I've got one set of those commands for the left camera, and one for the right. The main command (get content) is sent by the pc to request the next chunk of the photo. Provided data is available, we pull it out of the picture buffer and send it out the serial port. Note that it's all wrapped up in a simple class. This allows me to have 2 cameras and 2 streams - 1 for each eye!

With a few tweaks to the PC side code I was able to show both images on screen. This is a photo of MmBot looking at me:

MmBot looking at me

And this is what MmBot could see (for some reason I have grey hair here - I really don't btw):

What MmBot can see when looking at me!
Awesome!

I won't bother showing the new PC code - it's basically the same stuff that I've already posted a few times.
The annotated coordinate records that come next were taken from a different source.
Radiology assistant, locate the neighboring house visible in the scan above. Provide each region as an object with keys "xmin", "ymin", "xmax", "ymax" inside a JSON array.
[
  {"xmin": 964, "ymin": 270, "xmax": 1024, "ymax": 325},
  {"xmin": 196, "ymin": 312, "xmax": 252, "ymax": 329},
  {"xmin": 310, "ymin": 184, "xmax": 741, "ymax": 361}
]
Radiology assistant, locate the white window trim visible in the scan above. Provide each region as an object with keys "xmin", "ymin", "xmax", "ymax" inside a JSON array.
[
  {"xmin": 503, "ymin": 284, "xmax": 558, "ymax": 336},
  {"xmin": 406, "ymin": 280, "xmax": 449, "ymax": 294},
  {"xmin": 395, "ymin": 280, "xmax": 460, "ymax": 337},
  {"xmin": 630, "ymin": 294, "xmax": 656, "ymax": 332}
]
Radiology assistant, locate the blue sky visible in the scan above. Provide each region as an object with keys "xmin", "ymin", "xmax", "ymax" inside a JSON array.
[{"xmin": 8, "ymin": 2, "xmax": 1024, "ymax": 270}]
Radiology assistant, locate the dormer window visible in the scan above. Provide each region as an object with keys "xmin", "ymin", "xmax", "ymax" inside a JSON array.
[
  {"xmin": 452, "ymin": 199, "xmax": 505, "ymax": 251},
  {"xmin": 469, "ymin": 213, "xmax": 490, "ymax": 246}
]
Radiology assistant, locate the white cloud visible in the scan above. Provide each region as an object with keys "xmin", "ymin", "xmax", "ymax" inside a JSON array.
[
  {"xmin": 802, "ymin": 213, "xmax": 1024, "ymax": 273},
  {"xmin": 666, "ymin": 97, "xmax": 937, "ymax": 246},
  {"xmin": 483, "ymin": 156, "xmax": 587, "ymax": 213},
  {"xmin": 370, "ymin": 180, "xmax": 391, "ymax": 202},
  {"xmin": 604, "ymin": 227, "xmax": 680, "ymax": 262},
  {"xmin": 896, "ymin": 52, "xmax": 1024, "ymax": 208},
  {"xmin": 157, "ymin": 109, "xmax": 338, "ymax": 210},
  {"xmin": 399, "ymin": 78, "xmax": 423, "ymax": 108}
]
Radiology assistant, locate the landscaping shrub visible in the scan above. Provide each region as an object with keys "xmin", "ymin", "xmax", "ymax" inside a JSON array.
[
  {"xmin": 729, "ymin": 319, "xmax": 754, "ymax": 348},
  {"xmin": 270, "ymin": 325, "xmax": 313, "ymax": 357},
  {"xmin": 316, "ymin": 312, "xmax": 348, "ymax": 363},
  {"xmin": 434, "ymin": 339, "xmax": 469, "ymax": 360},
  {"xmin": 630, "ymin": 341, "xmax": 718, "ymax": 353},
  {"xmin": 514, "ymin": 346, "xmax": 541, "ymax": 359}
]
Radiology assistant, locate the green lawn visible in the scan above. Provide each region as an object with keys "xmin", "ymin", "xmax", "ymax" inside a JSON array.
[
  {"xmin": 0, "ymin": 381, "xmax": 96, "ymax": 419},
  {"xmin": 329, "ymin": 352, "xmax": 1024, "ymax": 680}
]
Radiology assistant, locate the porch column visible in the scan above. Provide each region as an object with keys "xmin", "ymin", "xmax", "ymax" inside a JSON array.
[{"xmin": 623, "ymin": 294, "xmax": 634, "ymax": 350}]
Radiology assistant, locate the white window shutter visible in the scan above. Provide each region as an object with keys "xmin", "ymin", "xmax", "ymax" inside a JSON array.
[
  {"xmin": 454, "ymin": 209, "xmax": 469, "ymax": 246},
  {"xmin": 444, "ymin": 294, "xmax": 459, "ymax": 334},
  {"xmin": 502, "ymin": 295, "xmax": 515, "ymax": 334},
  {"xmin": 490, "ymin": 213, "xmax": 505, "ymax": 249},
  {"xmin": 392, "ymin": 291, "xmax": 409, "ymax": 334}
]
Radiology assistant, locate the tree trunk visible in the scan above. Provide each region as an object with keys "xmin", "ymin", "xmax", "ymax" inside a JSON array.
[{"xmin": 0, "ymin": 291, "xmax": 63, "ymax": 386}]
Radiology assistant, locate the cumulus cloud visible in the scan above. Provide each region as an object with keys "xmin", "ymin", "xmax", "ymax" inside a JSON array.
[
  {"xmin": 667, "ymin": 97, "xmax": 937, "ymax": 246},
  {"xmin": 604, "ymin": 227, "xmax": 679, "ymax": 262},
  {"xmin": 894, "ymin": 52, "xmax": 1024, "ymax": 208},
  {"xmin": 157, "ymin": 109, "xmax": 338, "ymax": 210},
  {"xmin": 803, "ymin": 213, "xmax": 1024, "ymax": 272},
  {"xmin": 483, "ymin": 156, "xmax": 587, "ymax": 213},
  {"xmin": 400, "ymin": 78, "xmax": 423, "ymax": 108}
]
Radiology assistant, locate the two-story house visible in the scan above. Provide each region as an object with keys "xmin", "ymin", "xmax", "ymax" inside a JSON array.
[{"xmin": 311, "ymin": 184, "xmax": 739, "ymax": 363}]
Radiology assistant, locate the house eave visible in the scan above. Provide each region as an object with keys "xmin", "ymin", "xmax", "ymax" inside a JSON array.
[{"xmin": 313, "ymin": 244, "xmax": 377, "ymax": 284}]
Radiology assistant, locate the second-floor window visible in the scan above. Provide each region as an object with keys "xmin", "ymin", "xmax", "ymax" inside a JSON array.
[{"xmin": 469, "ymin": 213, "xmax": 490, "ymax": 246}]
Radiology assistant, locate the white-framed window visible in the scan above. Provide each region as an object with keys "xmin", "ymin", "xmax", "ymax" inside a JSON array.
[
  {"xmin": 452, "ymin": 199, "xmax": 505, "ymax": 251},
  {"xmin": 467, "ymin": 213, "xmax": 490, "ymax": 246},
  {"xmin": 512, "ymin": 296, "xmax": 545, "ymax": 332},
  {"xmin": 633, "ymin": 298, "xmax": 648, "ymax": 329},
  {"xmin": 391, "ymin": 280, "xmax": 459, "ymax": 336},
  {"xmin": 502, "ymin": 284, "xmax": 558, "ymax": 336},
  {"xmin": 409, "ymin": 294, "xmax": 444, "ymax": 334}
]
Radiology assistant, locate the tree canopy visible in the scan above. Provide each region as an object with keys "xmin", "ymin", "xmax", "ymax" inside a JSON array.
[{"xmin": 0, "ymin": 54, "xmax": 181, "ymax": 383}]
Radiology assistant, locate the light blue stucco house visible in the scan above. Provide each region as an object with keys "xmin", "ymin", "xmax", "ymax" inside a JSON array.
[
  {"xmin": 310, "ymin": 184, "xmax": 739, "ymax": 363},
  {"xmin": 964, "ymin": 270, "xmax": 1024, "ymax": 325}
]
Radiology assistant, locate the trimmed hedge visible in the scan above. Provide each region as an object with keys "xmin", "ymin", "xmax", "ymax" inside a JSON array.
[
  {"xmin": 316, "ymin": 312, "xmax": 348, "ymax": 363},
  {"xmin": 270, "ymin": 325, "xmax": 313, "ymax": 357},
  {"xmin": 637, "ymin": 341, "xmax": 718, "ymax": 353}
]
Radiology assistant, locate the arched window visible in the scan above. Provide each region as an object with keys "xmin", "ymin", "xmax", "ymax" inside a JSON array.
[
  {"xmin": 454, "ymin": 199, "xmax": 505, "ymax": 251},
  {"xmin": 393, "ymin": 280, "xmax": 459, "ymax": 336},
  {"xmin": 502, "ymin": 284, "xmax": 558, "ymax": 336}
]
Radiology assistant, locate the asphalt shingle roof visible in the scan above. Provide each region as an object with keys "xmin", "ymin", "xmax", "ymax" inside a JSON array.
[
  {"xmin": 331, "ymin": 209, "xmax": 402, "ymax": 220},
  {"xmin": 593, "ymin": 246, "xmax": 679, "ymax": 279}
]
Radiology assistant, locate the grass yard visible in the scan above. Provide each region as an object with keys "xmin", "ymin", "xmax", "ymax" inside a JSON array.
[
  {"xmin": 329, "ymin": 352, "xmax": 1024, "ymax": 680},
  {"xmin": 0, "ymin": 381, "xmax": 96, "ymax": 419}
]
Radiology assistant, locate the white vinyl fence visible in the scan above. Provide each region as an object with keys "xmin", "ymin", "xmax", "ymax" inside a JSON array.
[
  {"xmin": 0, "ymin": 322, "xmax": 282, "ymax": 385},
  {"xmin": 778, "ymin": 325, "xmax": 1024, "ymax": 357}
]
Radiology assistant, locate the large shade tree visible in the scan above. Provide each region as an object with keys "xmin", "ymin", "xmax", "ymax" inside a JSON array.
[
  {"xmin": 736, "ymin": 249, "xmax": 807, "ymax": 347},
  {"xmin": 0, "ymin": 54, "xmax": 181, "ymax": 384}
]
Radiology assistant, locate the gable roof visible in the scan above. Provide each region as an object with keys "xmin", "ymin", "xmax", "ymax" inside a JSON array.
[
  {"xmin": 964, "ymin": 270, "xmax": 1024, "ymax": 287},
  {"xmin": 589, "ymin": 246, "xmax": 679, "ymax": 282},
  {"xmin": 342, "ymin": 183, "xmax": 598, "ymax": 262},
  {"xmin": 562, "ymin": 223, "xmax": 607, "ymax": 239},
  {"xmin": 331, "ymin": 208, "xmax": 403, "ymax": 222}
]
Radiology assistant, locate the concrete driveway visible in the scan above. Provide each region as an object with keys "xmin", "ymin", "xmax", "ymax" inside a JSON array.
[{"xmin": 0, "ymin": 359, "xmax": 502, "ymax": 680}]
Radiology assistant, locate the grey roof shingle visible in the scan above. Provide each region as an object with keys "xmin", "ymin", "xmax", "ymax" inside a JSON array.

A thread sends commands to MmBot over blue tooth, waits for data to come back, and once a whole photo is received it tells the main thread to show it in an image box. The only difference is that it now reads 2 pictures instead of one.

It's now Saturday and I've come a fair way with it, but am still occasionally losing data, and eventually entering some form of deadlock, where the PC is waiting for data that isn't coming. Hopefully a few hours debugging today will solve the problem. My gut right now is that I'm overflowing the buffer on the blue tooth modem, and need to figure out / wire up the 'ready to send' pin.

Unfortunately once this is working I doubt I'm gonna be getting more than 1 frame every 5 to 10 seconds - the fact is the Arduino is cool but doesn't have the raw power needed for image processing.. Even so, it's a good experiment and once I get the raspberry pie I'll be able to do the work on-board in something closer to real-time.